Er begab sich zu seinem Gespräch mit König Genod, während ich meine Waffenübungen mit Galti fortsetzte.
Der Mann war schnell und beweglich und vermochte sein Kurzschwert intelligent einzusetzen. Sein untersetzter Körper war für den schnellen Nahkampf wie geschaffen. Das Gesicht mit der zerbrochenen Nase und der Narbe über dem linken Auge tanzte vor mir, während ich parierte, die Stellung wechselte, zuschlug und mich zurückzog. Mir wurde klar, daß ich mit meiner verächtlichen Ablehnung des herausfordernden Titels Meeres-Zhantil meine alten Gefühle über die Krozairs von Zy hatte durchbrechen lassen. Die Krozairs von Zy hatten mich verstoßen und zum Apushniad erklärt. Gafard schien dies noch nicht zu wissen. Warum sollte ich ihn also verachten, nur weil er den Titel übernommen hatte, wenn er mir nichts bedeutete, wenn mir die Krozairs von Zy nichts mehr bedeuteten?

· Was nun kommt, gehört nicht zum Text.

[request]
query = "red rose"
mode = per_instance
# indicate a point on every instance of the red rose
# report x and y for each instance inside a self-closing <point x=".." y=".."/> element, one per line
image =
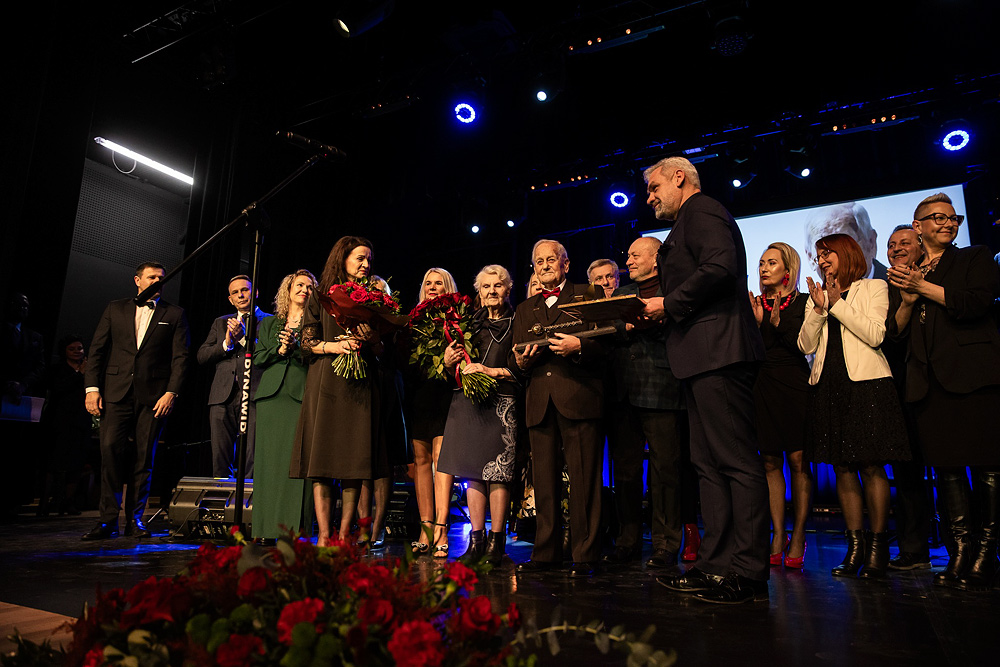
<point x="376" y="612"/>
<point x="253" y="581"/>
<point x="477" y="616"/>
<point x="238" y="649"/>
<point x="461" y="575"/>
<point x="416" y="644"/>
<point x="303" y="611"/>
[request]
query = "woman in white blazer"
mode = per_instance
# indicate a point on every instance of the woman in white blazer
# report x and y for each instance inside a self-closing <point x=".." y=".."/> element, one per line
<point x="854" y="421"/>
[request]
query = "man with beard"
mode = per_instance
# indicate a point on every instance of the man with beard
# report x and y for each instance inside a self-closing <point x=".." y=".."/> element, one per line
<point x="714" y="347"/>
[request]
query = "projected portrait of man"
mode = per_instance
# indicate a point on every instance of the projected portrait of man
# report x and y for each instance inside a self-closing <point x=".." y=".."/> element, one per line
<point x="852" y="219"/>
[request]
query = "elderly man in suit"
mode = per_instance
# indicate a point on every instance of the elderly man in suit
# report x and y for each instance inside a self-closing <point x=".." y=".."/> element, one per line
<point x="564" y="403"/>
<point x="225" y="347"/>
<point x="138" y="361"/>
<point x="715" y="347"/>
<point x="646" y="405"/>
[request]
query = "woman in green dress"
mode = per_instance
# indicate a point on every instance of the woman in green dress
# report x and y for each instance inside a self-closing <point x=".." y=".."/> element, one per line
<point x="281" y="503"/>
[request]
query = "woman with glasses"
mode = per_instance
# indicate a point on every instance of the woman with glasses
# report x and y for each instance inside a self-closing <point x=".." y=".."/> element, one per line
<point x="854" y="420"/>
<point x="944" y="306"/>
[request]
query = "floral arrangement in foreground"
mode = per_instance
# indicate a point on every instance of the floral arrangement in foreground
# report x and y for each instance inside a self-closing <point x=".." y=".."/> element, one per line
<point x="361" y="301"/>
<point x="296" y="605"/>
<point x="437" y="323"/>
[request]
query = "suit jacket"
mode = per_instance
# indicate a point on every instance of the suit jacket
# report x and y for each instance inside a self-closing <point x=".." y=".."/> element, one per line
<point x="703" y="272"/>
<point x="958" y="341"/>
<point x="157" y="366"/>
<point x="575" y="386"/>
<point x="640" y="367"/>
<point x="228" y="365"/>
<point x="862" y="328"/>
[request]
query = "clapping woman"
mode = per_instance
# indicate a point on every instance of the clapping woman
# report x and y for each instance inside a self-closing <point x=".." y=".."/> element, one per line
<point x="780" y="398"/>
<point x="339" y="433"/>
<point x="854" y="420"/>
<point x="280" y="502"/>
<point x="944" y="306"/>
<point x="480" y="440"/>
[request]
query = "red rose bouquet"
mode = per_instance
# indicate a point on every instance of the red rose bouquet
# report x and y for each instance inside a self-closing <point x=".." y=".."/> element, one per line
<point x="437" y="323"/>
<point x="361" y="301"/>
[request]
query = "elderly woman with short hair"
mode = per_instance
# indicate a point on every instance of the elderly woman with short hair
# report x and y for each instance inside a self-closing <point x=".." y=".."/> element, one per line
<point x="480" y="440"/>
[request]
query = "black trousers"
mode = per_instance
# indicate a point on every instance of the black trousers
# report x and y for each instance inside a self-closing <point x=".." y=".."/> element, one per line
<point x="224" y="423"/>
<point x="630" y="428"/>
<point x="734" y="501"/>
<point x="581" y="444"/>
<point x="129" y="433"/>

Durch solche Gedanken abgelenkt, merkte ich plötzlich, wie eine Holzklinge auf meinen Bauch zuzuckte. Ich reagierte ganz automatisch. Die Holzstäbe klapperten gegeneinander, mein Handgelenk drehte und versteifte sich, mein Arm wurde ausgestreckt, und Galti stolperte nach einem dumpfen Schlag aufschreiend zurück. Die abgerundete Spitze hatte ihn in den Unterleib getroffen.
»Bei Iangle, Herr! Das war ein raffinierter Schlag!«
Ich half ihm nicht hoch, wie ich es normalerweise getan hätte. Ich mußte wie ein Oberherr Magdags denken und handeln, wenn ich in die Reihen der Grünen aufgenommen werden wollte.
»Ich bin sicher ausgerutscht, Galti. Für heute ist es genug.«
»Jawohl, Gernu. Möge Grodno über dich wachen.«
»Und der Allgnädige ebenfalls.«
Er bedachte mich mit einem letzten zweifelnden Blick rieb sich den Magen und ging. Es war ein ziemlich kräftiger Schlag gewesen.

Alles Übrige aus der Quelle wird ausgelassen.